Already with the prescience of death full upon him, with a numb despair clutching his soul, he shrank from that ghastly, hideous aspect of what he knew must be his last sight of the sun.

Around the girl he drew his right arm; she felt his muscles tauten as he clasped her to him. Useless now, he knew, any further struggles with the aeroplane. Its speed, its plummetlike drop checked only by the huge sweep of its parachute wings, Stern knew now it must fall clear to the bottom of the abyss--if bottom there were. And if not--what then?

Stern dared not think. All human concepts had been shattered by this stupendous catastrophe. The sickly and unnatural hue of the rushing vapors that tore and slatted the planes, confused his senses; and, added to this, a stifling, numbing gas seemed diffused through the inchoate void. He tried to speak, but could not. Against the girl's cheek he pressed his own. Hers was cold!

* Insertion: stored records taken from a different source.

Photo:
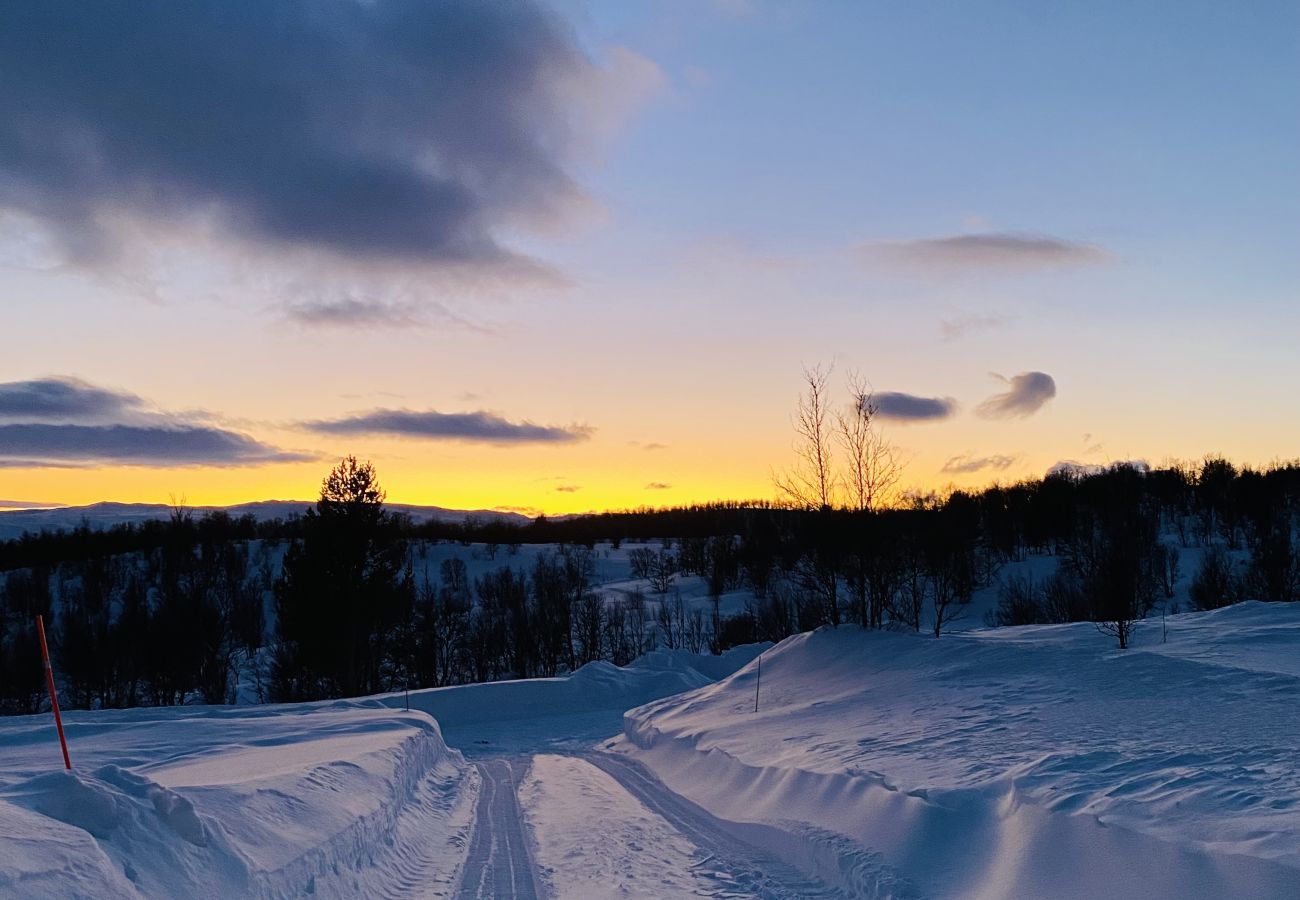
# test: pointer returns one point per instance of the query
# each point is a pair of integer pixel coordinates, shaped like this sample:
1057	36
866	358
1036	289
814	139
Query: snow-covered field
1017	762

In vain he struggled to cry out. Even had his parched tongue been able to voice a sound, the howling tempest they themselves were creating as they fell, would have whipped the shout away and drowned it in the gloom.

In Stern's ears roared a droning as of a billion hornets. He felt a vast, tremendous lassitude. Inside his head it seemed as though a huge, merciless pressure were grinding at his very brain. His breath came only slowly and with great difficulty.

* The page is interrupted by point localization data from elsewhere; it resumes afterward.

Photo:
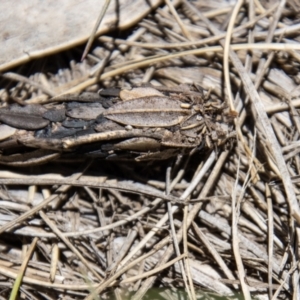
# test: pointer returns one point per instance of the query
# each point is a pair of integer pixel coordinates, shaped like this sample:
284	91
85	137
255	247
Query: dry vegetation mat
164	165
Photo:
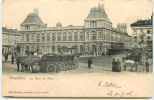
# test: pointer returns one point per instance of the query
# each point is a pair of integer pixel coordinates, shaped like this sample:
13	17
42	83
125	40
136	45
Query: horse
130	63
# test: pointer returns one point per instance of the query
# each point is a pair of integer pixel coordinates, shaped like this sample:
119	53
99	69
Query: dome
97	12
32	18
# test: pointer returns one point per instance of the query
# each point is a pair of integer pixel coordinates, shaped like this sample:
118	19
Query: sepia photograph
77	48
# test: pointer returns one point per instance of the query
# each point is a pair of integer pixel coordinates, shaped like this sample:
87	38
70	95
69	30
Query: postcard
77	48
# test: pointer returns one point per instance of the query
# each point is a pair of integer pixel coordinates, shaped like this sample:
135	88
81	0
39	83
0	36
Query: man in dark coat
6	57
89	63
147	66
18	63
113	64
12	59
118	69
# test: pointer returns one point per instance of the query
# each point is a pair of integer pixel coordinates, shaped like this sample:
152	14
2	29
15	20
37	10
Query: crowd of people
121	65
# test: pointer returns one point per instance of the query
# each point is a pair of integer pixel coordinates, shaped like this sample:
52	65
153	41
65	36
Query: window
70	36
59	36
99	35
64	36
53	37
148	31
38	37
43	37
48	36
32	37
81	36
27	27
93	24
76	36
27	37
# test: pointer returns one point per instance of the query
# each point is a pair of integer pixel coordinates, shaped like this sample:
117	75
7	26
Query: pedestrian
12	59
113	64
76	61
118	69
147	66
6	57
89	63
18	64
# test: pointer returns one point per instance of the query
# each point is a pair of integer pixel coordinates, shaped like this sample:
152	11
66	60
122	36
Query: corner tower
32	22
97	18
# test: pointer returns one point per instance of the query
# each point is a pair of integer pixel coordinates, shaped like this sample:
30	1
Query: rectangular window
59	36
43	38
27	37
81	36
38	37
76	36
70	36
53	37
64	36
48	36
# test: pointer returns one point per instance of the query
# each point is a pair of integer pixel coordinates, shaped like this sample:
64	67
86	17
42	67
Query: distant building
10	39
95	37
143	32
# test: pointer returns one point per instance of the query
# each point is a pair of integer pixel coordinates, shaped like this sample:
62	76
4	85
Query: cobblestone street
100	64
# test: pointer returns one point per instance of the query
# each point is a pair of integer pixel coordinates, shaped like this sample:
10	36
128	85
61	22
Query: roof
32	18
4	29
97	12
142	23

“My God!” he panted. “Oh, for a little fuel! Oh, for a chance--a chance to fight--for life!”

But chance there was none, now. Before his eyes there seemed to darken, to dazzle, a strange and moving curtain. Through it, piercing it with a supreme effort of the will, he caught dim sight of the dial of the chronometer. Subconsciously he noted that it marked 11.25.

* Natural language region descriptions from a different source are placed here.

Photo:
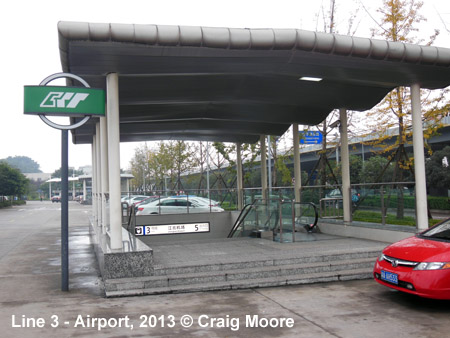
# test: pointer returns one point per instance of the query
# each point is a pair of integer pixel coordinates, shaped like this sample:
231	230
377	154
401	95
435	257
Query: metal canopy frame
222	84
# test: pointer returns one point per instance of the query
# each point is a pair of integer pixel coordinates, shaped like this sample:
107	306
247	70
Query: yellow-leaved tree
399	22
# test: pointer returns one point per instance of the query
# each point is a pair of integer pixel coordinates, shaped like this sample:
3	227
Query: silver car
176	205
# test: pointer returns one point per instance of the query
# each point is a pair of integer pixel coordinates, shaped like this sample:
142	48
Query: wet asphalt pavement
33	305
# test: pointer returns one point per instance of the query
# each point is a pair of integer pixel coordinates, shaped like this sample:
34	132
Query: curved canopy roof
226	84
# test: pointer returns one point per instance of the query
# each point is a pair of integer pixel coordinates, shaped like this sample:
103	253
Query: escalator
275	219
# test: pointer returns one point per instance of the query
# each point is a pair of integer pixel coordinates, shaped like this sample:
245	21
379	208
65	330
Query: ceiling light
307	78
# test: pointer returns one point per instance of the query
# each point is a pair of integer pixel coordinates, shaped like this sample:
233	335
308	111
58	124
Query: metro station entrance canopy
234	85
221	84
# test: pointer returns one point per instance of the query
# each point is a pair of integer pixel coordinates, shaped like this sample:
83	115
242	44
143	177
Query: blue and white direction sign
310	137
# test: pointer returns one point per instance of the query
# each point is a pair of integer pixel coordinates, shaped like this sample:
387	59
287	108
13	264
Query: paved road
30	289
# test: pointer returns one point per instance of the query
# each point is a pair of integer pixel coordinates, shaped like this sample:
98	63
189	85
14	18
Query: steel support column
239	176
262	141
345	163
98	173
419	159
94	181
104	171
115	208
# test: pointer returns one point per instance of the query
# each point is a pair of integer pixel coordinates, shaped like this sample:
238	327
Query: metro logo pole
83	102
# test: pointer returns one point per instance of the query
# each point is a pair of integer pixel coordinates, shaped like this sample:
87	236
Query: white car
176	205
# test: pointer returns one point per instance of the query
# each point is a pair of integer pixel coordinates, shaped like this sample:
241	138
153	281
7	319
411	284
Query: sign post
83	102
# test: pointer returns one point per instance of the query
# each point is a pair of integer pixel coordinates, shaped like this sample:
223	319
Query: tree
399	19
23	163
12	181
438	170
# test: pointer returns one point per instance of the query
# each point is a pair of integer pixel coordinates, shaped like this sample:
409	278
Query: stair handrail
244	212
310	227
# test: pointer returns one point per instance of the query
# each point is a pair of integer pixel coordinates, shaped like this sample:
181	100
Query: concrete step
330	276
246	264
270	273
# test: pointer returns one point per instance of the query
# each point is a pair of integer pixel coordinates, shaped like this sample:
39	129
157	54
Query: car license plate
389	277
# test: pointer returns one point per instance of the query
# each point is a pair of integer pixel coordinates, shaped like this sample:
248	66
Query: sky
30	51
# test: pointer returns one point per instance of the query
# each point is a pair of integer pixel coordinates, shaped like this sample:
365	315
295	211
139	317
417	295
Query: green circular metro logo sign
64	101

How long had they been falling? In vain his wavering intelligence battered at the problem. Now, as in a delirium, he fancied it had been only minutes; then it seemed hours. Like an insane man he laughed--he tried to scream--he raved. And only the stout straps that had held them both prevented him from leaping free of the hurtling machine.

“Crack!”

A lashing had given way! Part of the left hand plane had broken loose. Drunkenly, whirling head over like an albatross shot in mid-air, the Pauillac plunged.